Peter Lee explains how the psychological and emotional impacts of traumatic experiences can only be relieved once we stop denying them

I’ve sat through some mind-numbing, pointless meetings in the course of my working life. I’ve certainly chaired a few! On a couple of occasions, I’ve half-seriously considered breaking the tedium by feigning a medical emergency (though my colleagues would probably assume I was bored and messing around, then ignore me anyway).

So, I was taken aback during a routine meeting with close colleagues in early 2018 when I found myself fighting back tears. I wasn’t speaking and the point under discussion did not relate to me. I could feel my throat constricting and the effort to prevent the tears from flowing had me clenching my jaw, tensing my leg muscles under the table, and wiping my specs as a distraction.

Within a few minutes, the sensation passed. A silent what-the-hell-just-happened relief washed over me and I mentally rejoined the meeting. For the rest of the day, my unspoken mantra was: You’re fine, you’re fine. Shake it off.

There it is: denial. I told myself nothing happened despite the evidence to the contrary.

Trauma

Over many years I’d grown increasingly aware of the psychological and emotional impacts of traumatic experiences that people go through or witness. I’d seen different friends and colleagues affected by their involvement in major disasters: the Bradford City stadium fire; the Zeebrugge ferry disaster; searching for body parts at Lockerbie.

I’d seen human trauma – and secondary trauma – for myself in Zambia in 1990–92 when HIV/AIDS devastated people and communities around me. A decade later, as a chaplain in the RAF, I spent the first five months of the 2003 Iraq War in the military hospital at RAF Akrotiri in Cyprus. Long days spent with wounded, maimed, injured and dying soldiers, airmen, sailors and the occasional civilian airlifted from battlefields in Iraq and Afghanistan. Watching exhausted surgeons, doctors and nurses doing the real work. ‘Kinforming’ (next-of-kin casualty notification) is possibly the hardest thing I’ve ever done.

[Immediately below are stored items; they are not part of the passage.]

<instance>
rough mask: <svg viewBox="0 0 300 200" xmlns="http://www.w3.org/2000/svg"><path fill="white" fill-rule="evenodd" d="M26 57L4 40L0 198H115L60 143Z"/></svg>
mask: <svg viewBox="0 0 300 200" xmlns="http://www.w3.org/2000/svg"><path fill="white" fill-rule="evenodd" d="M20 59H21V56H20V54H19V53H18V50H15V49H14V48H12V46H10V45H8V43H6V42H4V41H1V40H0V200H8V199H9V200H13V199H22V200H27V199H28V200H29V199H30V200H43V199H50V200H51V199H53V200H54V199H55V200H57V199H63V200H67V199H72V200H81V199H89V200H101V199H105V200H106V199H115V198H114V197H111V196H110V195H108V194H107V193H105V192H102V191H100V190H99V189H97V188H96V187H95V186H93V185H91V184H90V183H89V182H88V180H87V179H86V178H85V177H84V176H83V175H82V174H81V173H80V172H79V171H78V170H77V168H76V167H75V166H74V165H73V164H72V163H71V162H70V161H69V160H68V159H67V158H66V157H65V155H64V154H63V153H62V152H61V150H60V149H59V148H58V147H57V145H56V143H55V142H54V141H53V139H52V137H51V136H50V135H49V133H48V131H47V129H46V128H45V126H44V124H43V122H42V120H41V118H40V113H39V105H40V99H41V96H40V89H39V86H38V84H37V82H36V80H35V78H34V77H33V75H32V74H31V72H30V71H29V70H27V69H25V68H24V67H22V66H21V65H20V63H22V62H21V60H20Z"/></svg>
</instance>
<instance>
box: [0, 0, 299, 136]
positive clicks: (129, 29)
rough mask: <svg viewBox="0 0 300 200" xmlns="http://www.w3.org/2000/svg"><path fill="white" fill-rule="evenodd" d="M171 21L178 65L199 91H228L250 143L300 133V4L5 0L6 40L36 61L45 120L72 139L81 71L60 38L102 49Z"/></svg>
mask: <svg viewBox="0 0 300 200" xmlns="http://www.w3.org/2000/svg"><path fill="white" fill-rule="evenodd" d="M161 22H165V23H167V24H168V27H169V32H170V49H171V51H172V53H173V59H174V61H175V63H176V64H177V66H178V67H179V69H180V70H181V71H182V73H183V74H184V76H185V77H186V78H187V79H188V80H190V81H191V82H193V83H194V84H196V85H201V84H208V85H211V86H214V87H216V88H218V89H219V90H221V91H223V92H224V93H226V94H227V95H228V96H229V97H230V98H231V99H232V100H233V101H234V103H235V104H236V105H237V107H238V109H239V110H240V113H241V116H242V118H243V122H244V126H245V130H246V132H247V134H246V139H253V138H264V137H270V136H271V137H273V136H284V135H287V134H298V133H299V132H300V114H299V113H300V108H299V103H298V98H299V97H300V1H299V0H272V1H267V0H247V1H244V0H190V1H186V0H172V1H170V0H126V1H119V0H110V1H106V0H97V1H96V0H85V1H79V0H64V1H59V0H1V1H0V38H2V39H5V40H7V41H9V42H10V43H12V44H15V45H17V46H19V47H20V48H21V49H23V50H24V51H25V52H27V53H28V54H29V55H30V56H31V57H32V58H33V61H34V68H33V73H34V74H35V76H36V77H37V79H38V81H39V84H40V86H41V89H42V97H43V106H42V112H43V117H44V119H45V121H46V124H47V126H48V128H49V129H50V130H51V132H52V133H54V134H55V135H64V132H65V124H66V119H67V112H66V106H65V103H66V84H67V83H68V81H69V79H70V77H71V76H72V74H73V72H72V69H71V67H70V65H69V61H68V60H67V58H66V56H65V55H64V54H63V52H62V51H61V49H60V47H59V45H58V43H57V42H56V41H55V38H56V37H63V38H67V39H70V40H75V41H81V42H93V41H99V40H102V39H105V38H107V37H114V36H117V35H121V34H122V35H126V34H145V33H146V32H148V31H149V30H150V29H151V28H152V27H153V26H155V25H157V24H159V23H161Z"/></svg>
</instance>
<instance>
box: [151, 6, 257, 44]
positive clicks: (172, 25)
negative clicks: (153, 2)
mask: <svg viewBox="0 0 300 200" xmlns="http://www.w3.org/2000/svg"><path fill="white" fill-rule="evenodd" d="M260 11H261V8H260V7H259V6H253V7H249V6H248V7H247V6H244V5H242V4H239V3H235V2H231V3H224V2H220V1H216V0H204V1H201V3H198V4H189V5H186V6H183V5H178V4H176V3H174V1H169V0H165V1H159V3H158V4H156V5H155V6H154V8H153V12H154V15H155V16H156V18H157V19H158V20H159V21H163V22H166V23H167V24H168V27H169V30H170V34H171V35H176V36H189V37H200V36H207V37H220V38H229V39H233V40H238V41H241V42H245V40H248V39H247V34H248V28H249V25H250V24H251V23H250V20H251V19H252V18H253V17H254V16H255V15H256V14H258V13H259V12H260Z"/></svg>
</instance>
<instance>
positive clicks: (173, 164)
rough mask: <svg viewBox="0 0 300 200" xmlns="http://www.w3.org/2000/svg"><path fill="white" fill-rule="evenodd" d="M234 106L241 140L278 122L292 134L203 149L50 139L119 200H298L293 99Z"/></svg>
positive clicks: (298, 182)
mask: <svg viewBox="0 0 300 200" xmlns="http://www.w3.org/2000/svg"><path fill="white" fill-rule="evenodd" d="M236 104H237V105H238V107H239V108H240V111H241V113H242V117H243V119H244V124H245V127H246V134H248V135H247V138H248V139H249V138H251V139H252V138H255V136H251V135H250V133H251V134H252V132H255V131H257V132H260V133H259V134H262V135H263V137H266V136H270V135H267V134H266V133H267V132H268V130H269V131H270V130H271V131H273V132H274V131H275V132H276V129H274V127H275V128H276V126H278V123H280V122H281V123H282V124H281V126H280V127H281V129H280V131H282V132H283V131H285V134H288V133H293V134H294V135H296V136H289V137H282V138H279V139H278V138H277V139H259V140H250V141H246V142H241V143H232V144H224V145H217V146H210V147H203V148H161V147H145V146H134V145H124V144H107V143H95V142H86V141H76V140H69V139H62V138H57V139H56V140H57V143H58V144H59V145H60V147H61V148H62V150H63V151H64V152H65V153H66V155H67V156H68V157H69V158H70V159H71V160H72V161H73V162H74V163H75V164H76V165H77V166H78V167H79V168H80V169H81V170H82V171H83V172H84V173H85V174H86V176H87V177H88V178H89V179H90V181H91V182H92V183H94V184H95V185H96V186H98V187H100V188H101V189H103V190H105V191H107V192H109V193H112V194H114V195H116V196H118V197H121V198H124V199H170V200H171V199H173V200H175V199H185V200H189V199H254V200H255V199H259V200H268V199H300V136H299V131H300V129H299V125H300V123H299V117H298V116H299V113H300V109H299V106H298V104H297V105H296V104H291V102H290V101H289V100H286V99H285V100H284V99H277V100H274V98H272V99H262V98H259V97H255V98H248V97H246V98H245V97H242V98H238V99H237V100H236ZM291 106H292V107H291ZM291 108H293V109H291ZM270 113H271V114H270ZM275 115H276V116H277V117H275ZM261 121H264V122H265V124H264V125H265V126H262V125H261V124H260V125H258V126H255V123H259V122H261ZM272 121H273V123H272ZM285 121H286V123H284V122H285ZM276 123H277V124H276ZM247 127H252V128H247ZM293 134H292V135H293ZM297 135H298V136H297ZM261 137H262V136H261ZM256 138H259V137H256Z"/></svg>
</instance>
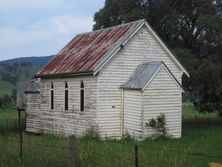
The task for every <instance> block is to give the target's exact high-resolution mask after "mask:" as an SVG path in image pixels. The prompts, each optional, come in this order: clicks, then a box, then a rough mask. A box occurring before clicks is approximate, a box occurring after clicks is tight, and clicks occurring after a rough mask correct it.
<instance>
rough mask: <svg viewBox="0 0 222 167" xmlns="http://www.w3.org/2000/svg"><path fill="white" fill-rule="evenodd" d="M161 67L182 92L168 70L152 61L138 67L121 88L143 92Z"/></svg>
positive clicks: (152, 79)
mask: <svg viewBox="0 0 222 167" xmlns="http://www.w3.org/2000/svg"><path fill="white" fill-rule="evenodd" d="M162 67H163V68H164V69H165V70H166V72H167V73H168V74H169V75H170V77H171V78H172V79H173V80H174V81H175V83H176V85H177V86H178V87H179V88H180V89H181V91H182V92H183V88H182V86H181V84H180V83H179V82H178V81H177V79H176V78H175V77H174V75H173V74H172V73H171V71H170V70H169V68H167V66H166V64H165V63H164V62H161V61H154V62H149V63H145V64H142V65H139V66H138V67H137V69H136V71H135V72H134V74H133V75H132V76H131V77H130V79H129V80H128V81H127V82H126V83H125V84H124V85H123V86H122V87H121V88H122V89H135V90H141V91H143V90H144V89H145V88H146V87H147V86H148V85H149V84H150V82H151V81H152V80H153V78H154V77H155V76H156V75H157V74H158V72H159V71H160V69H161V68H162Z"/></svg>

My unspoken mantra was: You’re fine, you’re fine. Shake it off.

In one year in the Falkland Islands, I conducted 24 public or private memorial services. The latter were mainly for veterans of the 1982 Conflict who had returned to the islands to come to terms with their own psychological traumas, to lay ghosts to rest. We offered words of remembrance, silence, and tears, from the Military Cemetery at San Carlos to Mount Longdon, Fitzroy, and many others.

Some scars – and burns – were visible but mainly they were not. In 2004 and 2005 veterans of that conflict were presenting themselves to doctors and psychologists and military charities for the first time. Working on those timelines, there are still plenty of people who were part of the wars in Afghanistan and Iraq, and others involved in non-military traumas, to accept they’ve been affected and to seek help.

Denial

Over time, a pattern emerged in my attitude towards psychological harm: it was real but it was also something that happened to other people. If I was witnessing or supporting someone else’s trauma then it obviously wasn’t my trauma. It didn’t affect me. It couldn’t affect me if someone else lost a limb or a face or a life. Could it? Even if I can still recall the smell every day?

I avoided thinking about my own experiences. After all, they were tame compared to all those people who had really suffered. Definitely not worth making a fuss about.

More denial.

For years I told myself that everything I’d seen and done made me more resilient. Further denial. Maybe in some ways, it did. However, when my fighting-back-the-tears-in-a-meeting moment happened again the next day, it was time to admit that maybe I was not as resilient as I thought. That maybe I should speak to someone.

So, probably some 15 years too late, I mentioned to my wife and my line manager that I wasn’t okay. The sky did not fall on my head. What happened next is a story for another day, but I finally sought help to come to terms with how I’d been affected.

Pause

Like the permanent muscle weakness after a sports injury, I know that I will be mentally susceptible in some extreme situations or subjects. I don’t try to avoid them but sometimes I warn colleagues or a lecture audience if I find a topic highly sensitive. Life goes on.

If you are ever aware that what you are saying and presenting to the world is absolutely not what you are feeling or experiencing on the inside, pause for a minute. Especially if you have experiences in your past that others might describe as traumatic. You wouldn’t describe them that way, obviously, because you don’t get affected like other people do. But just in case, you might consider talking to someone about it. Ideally, before 15–20 years have passed.